Moore, of Rocky Mountain Equality, told The Sun the university’s commitment to the statue confounds her. CU Boulder has long been an involved partner for the nonprofit, which advocates for LGBTQ+ people and collaborates with other groups to create inclusive spaces. Rocky Mountain Equality has participated in university pride nights while the university has sponsored events for the nonprofit, Moore said.
The university’s decision to make it a permanent part of campus is one she said is in direct conflict with how inclusive CU has been for the LGBTQ+ community.
“It makes me sick to my stomach to think that CU Boulder would put up a statue for a man who created so much harm in the state of Colorado for gay and lesbian people,” Moore told The Sun, referencing McCartney’s support of Amendment 2. That measure, approved by voters in 1992, outlawed policies designed to safeguard gay people from discrimination and was overturned by the U.S. Supreme Court in 1996.
Moore called CU Boulder’s statement “a pretty shallow response,” arguing that it doesn’t matter that the statue is privately funded since it will live on public grounds.
She added that the pain McCartney inflicted on the queer community in the 1990s remains fresh for longtime Boulder residents — almost as if he made his statements yesterday.
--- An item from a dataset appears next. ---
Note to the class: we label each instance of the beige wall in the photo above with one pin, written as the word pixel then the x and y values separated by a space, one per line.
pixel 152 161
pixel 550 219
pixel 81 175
The pain feels equally raw for Dorado, the 2014 graduate, with the statue scraping open an old wound from his days on campus as a first-generation college student, undocumented at the time, and still not open about his sexuality.
When Dorado first learned the statue was in motion, he said he was immediately transported back in time to a moment when, as a student, he came across a “Confessions of CU Boulder” Facebook page asking “Why … are there so many little Mexican children in the library?”
The same tidal wave of emotions that overwhelmed him in that moment surged again: “I can work as hard as possible. I can be as involved as possible on this campus, but at the end of the day, I’m either not welcome here or I am not free to be my full self here.”
Dorado said he understands CU Boulder leaders’ intention to pay tribute to “the victories on the field.” But he and others in the LGBTQ+ community wonder if there is another way to memorialize the 1990 championship team, perhaps with a statue of the whole team or with a statue of McCartney in a more private spot on campus instead.
He also questions at what point the university is prioritizing the interests of donors over students and alumni.
“I think it’s really important to make sure that as they’re striving to make CU Boulder be an inclusive campus but also one that is a place where dialogue and an exchange of ideas can happen, that they be very careful to ensure that those ideas are not rooted in hate for one another,” he said, “because once we start to memorialize folks who have those ideas, it puts the university in a very dangerous position in my opinion to embrace and endorse them by erecting a statue.”